Hess Hans · Ständerat · 2002-03-12
Hess Hans · Ständerat · Obwalden · Freisinnig-demokratische Fraktion · 2002-03-12
Wortprotokoll
Ich erlaube mir noch eine Bemerkung. Herr Bundesrat Schmid hat richtig festgehalten, dass er mich jeweils angerufen und gefragt hat, ob die Unterlagen vollständig seien. Ich habe das auch sehr geschätzt. Über den Inhalt der Papiere haben wir uns aber nicht unterhalten. Wenn ich jetzt sage, dass wir erst am Schluss merkten - das ist jetzt etwas überspitzt -, dass ausser dem Datum nicht viel geändert hat, dann ist das auch eine Tatsache. Das musste ich doch noch loswerden.
Zu Kapitel 5, Doktrin: Ich rede zu Verteidigungskonzeption, Einsatzbrigaden und vorbestimmten Kampfräumen.

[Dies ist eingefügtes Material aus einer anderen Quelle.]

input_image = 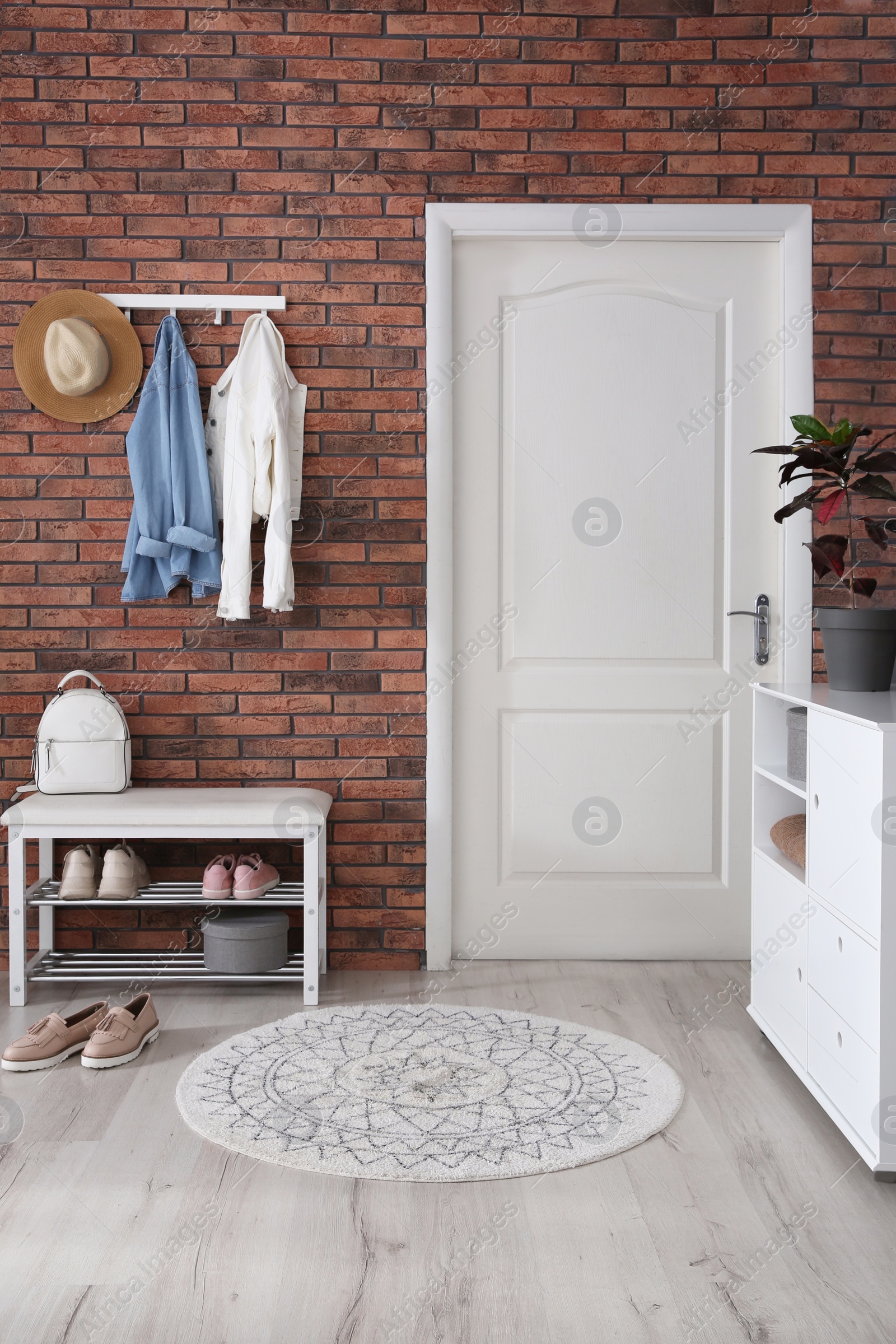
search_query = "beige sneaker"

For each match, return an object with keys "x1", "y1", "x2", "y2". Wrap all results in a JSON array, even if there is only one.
[
  {"x1": 59, "y1": 844, "x2": 102, "y2": 900},
  {"x1": 81, "y1": 995, "x2": 158, "y2": 1068},
  {"x1": 0, "y1": 1001, "x2": 109, "y2": 1074},
  {"x1": 97, "y1": 840, "x2": 149, "y2": 900}
]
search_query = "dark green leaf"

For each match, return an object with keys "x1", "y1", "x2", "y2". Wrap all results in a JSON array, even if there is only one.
[{"x1": 790, "y1": 416, "x2": 830, "y2": 444}]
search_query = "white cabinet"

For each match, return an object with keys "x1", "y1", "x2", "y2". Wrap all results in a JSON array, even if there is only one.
[
  {"x1": 808, "y1": 715, "x2": 884, "y2": 937},
  {"x1": 750, "y1": 685, "x2": 896, "y2": 1180},
  {"x1": 751, "y1": 853, "x2": 809, "y2": 1068}
]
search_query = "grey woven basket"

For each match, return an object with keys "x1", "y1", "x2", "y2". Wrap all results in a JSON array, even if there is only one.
[
  {"x1": 787, "y1": 704, "x2": 809, "y2": 783},
  {"x1": 200, "y1": 910, "x2": 289, "y2": 976}
]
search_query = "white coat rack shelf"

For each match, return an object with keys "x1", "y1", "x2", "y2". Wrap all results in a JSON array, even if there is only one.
[{"x1": 100, "y1": 295, "x2": 286, "y2": 326}]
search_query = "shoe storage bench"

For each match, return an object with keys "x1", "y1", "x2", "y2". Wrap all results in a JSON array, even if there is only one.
[
  {"x1": 3, "y1": 787, "x2": 330, "y2": 1005},
  {"x1": 747, "y1": 684, "x2": 896, "y2": 1182}
]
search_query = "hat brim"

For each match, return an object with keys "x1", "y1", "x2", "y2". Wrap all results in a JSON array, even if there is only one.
[{"x1": 12, "y1": 289, "x2": 144, "y2": 424}]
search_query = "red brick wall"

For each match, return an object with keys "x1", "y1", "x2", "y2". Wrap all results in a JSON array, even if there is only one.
[{"x1": 0, "y1": 0, "x2": 896, "y2": 967}]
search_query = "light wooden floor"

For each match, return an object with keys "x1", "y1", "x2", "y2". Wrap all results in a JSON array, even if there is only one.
[{"x1": 0, "y1": 962, "x2": 896, "y2": 1344}]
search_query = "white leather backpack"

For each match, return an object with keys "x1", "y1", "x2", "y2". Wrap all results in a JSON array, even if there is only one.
[{"x1": 32, "y1": 672, "x2": 130, "y2": 793}]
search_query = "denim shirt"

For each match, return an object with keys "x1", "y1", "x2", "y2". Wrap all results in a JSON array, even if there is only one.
[{"x1": 121, "y1": 317, "x2": 220, "y2": 602}]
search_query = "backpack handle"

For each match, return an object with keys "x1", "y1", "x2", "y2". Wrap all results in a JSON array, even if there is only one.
[{"x1": 57, "y1": 668, "x2": 106, "y2": 695}]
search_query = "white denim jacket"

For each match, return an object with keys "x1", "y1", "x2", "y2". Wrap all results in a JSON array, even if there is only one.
[{"x1": 206, "y1": 313, "x2": 307, "y2": 621}]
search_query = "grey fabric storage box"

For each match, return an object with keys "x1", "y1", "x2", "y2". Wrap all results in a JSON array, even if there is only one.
[
  {"x1": 787, "y1": 706, "x2": 809, "y2": 783},
  {"x1": 200, "y1": 910, "x2": 289, "y2": 976}
]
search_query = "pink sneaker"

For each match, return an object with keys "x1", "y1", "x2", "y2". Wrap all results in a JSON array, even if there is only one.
[
  {"x1": 234, "y1": 853, "x2": 279, "y2": 900},
  {"x1": 203, "y1": 853, "x2": 236, "y2": 900}
]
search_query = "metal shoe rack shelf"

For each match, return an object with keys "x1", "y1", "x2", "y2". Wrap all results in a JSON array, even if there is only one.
[{"x1": 3, "y1": 787, "x2": 330, "y2": 1005}]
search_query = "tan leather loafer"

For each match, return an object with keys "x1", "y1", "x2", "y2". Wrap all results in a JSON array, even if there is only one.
[
  {"x1": 59, "y1": 844, "x2": 102, "y2": 900},
  {"x1": 0, "y1": 1001, "x2": 109, "y2": 1074},
  {"x1": 97, "y1": 840, "x2": 151, "y2": 900},
  {"x1": 81, "y1": 995, "x2": 158, "y2": 1068}
]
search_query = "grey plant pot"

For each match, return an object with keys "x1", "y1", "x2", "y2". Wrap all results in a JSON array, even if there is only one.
[{"x1": 815, "y1": 606, "x2": 896, "y2": 691}]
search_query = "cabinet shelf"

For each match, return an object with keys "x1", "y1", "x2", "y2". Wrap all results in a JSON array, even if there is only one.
[
  {"x1": 754, "y1": 840, "x2": 806, "y2": 887},
  {"x1": 754, "y1": 765, "x2": 806, "y2": 801}
]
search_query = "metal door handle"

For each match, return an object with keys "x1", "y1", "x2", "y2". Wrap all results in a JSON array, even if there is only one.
[{"x1": 725, "y1": 592, "x2": 768, "y2": 666}]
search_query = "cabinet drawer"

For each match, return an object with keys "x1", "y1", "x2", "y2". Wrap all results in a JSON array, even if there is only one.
[
  {"x1": 809, "y1": 989, "x2": 880, "y2": 1153},
  {"x1": 750, "y1": 853, "x2": 809, "y2": 1068},
  {"x1": 806, "y1": 706, "x2": 884, "y2": 938},
  {"x1": 809, "y1": 904, "x2": 880, "y2": 1049}
]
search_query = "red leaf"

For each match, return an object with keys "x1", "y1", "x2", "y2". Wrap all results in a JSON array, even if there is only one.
[{"x1": 818, "y1": 491, "x2": 846, "y2": 524}]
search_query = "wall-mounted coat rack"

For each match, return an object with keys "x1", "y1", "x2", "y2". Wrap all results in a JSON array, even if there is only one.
[{"x1": 100, "y1": 295, "x2": 286, "y2": 326}]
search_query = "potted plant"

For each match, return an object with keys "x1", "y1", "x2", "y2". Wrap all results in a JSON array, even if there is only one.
[{"x1": 754, "y1": 416, "x2": 896, "y2": 691}]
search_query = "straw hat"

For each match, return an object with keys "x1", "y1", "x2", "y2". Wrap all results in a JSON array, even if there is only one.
[{"x1": 12, "y1": 289, "x2": 144, "y2": 424}]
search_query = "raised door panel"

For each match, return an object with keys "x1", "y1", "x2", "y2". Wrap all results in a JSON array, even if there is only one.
[
  {"x1": 809, "y1": 906, "x2": 880, "y2": 1049},
  {"x1": 498, "y1": 711, "x2": 720, "y2": 886},
  {"x1": 808, "y1": 707, "x2": 884, "y2": 938},
  {"x1": 501, "y1": 283, "x2": 725, "y2": 662},
  {"x1": 809, "y1": 989, "x2": 880, "y2": 1153},
  {"x1": 750, "y1": 853, "x2": 811, "y2": 1068}
]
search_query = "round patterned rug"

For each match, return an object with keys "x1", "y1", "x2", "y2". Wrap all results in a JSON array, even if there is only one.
[{"x1": 178, "y1": 1004, "x2": 684, "y2": 1182}]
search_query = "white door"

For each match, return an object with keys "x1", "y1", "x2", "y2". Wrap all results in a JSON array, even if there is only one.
[{"x1": 449, "y1": 238, "x2": 808, "y2": 958}]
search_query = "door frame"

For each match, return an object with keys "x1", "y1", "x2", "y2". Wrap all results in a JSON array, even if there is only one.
[{"x1": 426, "y1": 202, "x2": 814, "y2": 970}]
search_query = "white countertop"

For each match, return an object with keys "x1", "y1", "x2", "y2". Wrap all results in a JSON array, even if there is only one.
[
  {"x1": 1, "y1": 787, "x2": 333, "y2": 839},
  {"x1": 752, "y1": 682, "x2": 896, "y2": 732}
]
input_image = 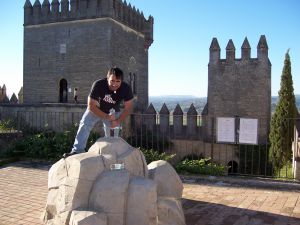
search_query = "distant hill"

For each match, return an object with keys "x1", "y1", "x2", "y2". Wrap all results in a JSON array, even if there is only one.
[{"x1": 149, "y1": 95, "x2": 300, "y2": 113}]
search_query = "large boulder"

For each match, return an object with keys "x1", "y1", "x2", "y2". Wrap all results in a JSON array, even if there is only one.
[{"x1": 43, "y1": 138, "x2": 185, "y2": 225}]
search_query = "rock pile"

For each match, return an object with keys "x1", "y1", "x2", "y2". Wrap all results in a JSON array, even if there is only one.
[{"x1": 43, "y1": 138, "x2": 185, "y2": 225}]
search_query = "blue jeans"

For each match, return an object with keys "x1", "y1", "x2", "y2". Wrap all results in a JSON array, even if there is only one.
[{"x1": 71, "y1": 109, "x2": 121, "y2": 153}]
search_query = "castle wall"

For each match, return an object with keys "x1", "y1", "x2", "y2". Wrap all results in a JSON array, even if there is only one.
[
  {"x1": 205, "y1": 36, "x2": 271, "y2": 142},
  {"x1": 23, "y1": 0, "x2": 153, "y2": 111}
]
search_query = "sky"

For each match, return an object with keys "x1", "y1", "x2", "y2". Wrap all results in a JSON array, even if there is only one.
[{"x1": 0, "y1": 0, "x2": 300, "y2": 97}]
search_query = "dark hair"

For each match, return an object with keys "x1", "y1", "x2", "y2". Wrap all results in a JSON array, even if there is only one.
[{"x1": 107, "y1": 67, "x2": 123, "y2": 80}]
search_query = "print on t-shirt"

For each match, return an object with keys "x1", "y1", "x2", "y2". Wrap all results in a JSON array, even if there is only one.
[{"x1": 103, "y1": 94, "x2": 116, "y2": 104}]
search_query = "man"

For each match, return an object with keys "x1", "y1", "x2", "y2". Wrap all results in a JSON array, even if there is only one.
[{"x1": 64, "y1": 67, "x2": 133, "y2": 158}]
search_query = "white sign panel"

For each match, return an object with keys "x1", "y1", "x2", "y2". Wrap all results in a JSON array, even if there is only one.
[
  {"x1": 59, "y1": 44, "x2": 67, "y2": 54},
  {"x1": 239, "y1": 118, "x2": 258, "y2": 144},
  {"x1": 217, "y1": 117, "x2": 235, "y2": 143}
]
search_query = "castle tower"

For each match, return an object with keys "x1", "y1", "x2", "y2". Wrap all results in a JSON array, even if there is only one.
[
  {"x1": 203, "y1": 35, "x2": 271, "y2": 143},
  {"x1": 23, "y1": 0, "x2": 154, "y2": 111}
]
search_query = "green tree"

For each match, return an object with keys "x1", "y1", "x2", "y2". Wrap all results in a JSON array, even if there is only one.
[{"x1": 269, "y1": 50, "x2": 297, "y2": 171}]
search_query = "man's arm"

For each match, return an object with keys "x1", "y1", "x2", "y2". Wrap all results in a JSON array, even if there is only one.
[
  {"x1": 111, "y1": 99, "x2": 133, "y2": 128},
  {"x1": 88, "y1": 96, "x2": 115, "y2": 121}
]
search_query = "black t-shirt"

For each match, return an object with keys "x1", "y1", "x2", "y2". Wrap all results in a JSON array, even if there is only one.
[{"x1": 89, "y1": 78, "x2": 133, "y2": 114}]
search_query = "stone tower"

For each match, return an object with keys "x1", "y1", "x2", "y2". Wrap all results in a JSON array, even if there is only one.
[
  {"x1": 203, "y1": 35, "x2": 271, "y2": 143},
  {"x1": 23, "y1": 0, "x2": 154, "y2": 111}
]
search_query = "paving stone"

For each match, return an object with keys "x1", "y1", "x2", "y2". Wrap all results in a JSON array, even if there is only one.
[{"x1": 0, "y1": 162, "x2": 300, "y2": 225}]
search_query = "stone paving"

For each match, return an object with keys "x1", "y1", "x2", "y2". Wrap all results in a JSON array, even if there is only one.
[{"x1": 0, "y1": 162, "x2": 300, "y2": 225}]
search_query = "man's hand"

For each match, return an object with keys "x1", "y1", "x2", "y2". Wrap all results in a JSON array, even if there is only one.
[
  {"x1": 110, "y1": 120, "x2": 120, "y2": 128},
  {"x1": 107, "y1": 113, "x2": 116, "y2": 122}
]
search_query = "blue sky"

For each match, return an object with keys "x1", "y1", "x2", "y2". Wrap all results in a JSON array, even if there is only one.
[{"x1": 0, "y1": 0, "x2": 300, "y2": 97}]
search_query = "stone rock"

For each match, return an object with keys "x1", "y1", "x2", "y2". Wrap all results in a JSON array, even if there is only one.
[
  {"x1": 148, "y1": 160, "x2": 183, "y2": 199},
  {"x1": 43, "y1": 138, "x2": 185, "y2": 225}
]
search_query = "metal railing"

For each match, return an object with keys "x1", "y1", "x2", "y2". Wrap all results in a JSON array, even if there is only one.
[{"x1": 0, "y1": 110, "x2": 300, "y2": 178}]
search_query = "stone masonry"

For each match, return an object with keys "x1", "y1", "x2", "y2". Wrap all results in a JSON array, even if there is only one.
[
  {"x1": 23, "y1": 0, "x2": 154, "y2": 110},
  {"x1": 203, "y1": 35, "x2": 271, "y2": 143}
]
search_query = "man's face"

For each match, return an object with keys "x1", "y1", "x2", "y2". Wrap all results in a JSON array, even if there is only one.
[{"x1": 107, "y1": 75, "x2": 122, "y2": 91}]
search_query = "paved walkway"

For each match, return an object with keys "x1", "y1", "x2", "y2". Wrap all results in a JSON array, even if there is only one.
[{"x1": 0, "y1": 162, "x2": 300, "y2": 225}]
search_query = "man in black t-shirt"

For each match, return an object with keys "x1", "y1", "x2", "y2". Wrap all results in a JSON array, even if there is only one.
[{"x1": 64, "y1": 67, "x2": 133, "y2": 157}]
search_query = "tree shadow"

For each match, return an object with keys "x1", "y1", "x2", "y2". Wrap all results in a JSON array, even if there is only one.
[{"x1": 182, "y1": 198, "x2": 300, "y2": 225}]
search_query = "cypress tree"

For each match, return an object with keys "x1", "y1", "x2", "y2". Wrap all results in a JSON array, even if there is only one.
[{"x1": 269, "y1": 50, "x2": 297, "y2": 171}]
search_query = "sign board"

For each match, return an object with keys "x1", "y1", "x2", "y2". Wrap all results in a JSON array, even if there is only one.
[
  {"x1": 59, "y1": 44, "x2": 67, "y2": 54},
  {"x1": 217, "y1": 117, "x2": 235, "y2": 143},
  {"x1": 239, "y1": 118, "x2": 258, "y2": 144}
]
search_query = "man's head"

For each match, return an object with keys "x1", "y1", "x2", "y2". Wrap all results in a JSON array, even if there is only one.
[{"x1": 107, "y1": 67, "x2": 123, "y2": 91}]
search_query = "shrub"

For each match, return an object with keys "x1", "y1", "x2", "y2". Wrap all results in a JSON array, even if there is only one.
[
  {"x1": 141, "y1": 149, "x2": 175, "y2": 164},
  {"x1": 175, "y1": 158, "x2": 228, "y2": 176}
]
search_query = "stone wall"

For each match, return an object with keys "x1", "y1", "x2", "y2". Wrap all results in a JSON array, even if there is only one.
[
  {"x1": 203, "y1": 35, "x2": 271, "y2": 142},
  {"x1": 23, "y1": 0, "x2": 153, "y2": 111}
]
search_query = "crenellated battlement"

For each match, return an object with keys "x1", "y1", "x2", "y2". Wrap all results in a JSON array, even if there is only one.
[
  {"x1": 24, "y1": 0, "x2": 154, "y2": 48},
  {"x1": 209, "y1": 35, "x2": 268, "y2": 63}
]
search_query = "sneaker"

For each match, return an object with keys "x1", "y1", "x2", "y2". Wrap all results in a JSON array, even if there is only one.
[{"x1": 63, "y1": 152, "x2": 78, "y2": 158}]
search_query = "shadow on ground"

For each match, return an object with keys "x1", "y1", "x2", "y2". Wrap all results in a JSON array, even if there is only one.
[{"x1": 182, "y1": 199, "x2": 300, "y2": 225}]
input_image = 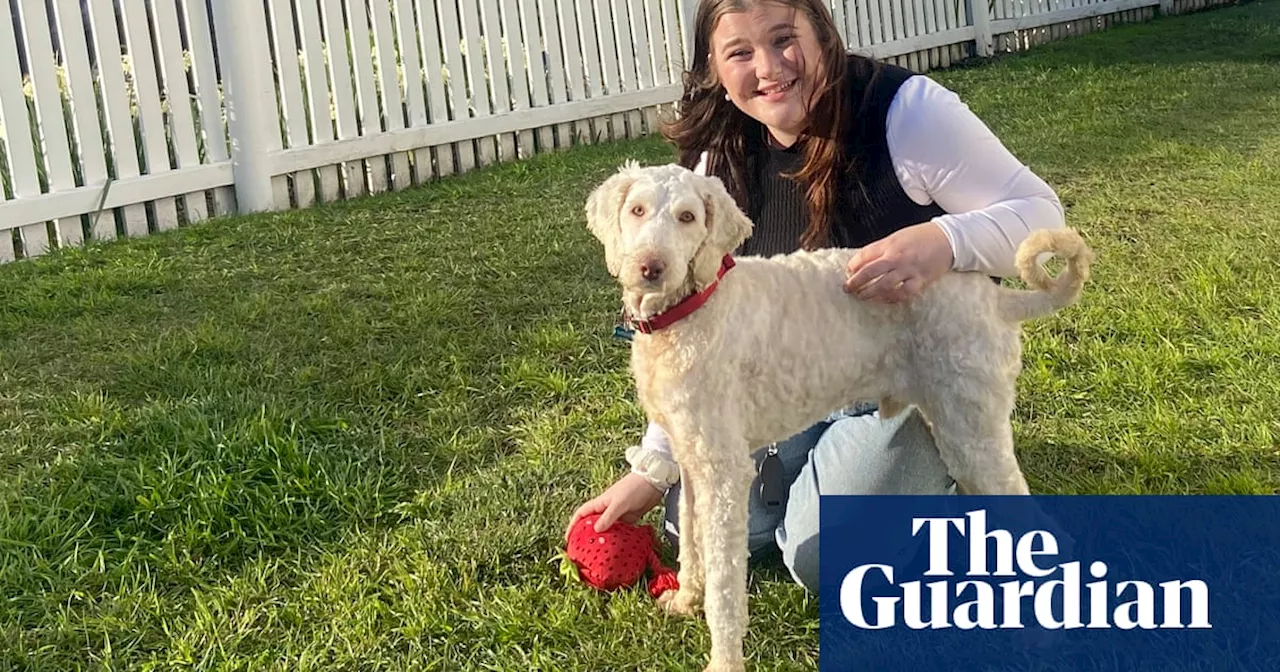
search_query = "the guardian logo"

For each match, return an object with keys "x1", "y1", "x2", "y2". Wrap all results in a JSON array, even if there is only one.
[{"x1": 840, "y1": 509, "x2": 1212, "y2": 630}]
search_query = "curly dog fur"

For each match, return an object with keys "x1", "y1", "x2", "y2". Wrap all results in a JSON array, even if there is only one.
[{"x1": 586, "y1": 161, "x2": 1093, "y2": 671}]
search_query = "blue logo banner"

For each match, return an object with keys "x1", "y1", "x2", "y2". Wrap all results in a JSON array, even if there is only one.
[{"x1": 819, "y1": 495, "x2": 1280, "y2": 672}]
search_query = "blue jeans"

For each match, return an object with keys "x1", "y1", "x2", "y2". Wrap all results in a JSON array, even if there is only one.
[{"x1": 664, "y1": 404, "x2": 955, "y2": 593}]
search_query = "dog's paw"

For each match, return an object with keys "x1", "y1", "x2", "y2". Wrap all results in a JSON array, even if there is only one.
[{"x1": 658, "y1": 588, "x2": 703, "y2": 616}]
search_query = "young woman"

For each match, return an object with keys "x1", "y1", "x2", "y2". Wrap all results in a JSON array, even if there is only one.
[{"x1": 570, "y1": 0, "x2": 1064, "y2": 591}]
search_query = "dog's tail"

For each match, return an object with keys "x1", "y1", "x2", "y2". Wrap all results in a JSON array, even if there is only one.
[{"x1": 1000, "y1": 229, "x2": 1093, "y2": 323}]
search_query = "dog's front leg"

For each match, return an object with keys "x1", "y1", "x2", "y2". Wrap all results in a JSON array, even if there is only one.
[
  {"x1": 658, "y1": 465, "x2": 708, "y2": 616},
  {"x1": 696, "y1": 435, "x2": 753, "y2": 672}
]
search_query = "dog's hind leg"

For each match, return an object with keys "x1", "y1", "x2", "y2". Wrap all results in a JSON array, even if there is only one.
[{"x1": 920, "y1": 372, "x2": 1030, "y2": 494}]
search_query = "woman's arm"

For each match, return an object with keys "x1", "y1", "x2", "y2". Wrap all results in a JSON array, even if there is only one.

Das Armeeleitbild sieht keine Einsatzbrigaden vor, sondern eine Grundgliederung. Klar vorbestimmte Kampfräume gibt es eigentlich nicht mehr. Die regionale Verankerung muss aber trotzdem sichergestellt sein. Die Bataillone rekrutieren sich aus einer bestimmten Region. Je nach Bedrohung müssen wir die Einsatzräume und die Task Forces festlegen. Für die Kommission ist es klar, dass die Grundmodule der neuen Armee die Bataillone sind und dass je nach Raum und Auftrag ein Einsatzverband massgeschneidert werden muss. Nach Meinung der Kommission müssen den Kampfbrigaden im Rahmen der Verteidigungsplanung provisorisch geographische Räume zugeteilt werden. Dabei sind provisorische Truppenzuteilungen vorzusehen. Es muss auch festgehalten werden, wozu eine Einsatzbrigade in der Lage sein muss und in welchem Raum sie eingesetzt würde. Dieses Modell wurde von der Kommission verfeinert und ergab schliesslich die Formulierung, die Sie später in der Verordnung der Bundesversammlung zur Armeeorganisation finden werden.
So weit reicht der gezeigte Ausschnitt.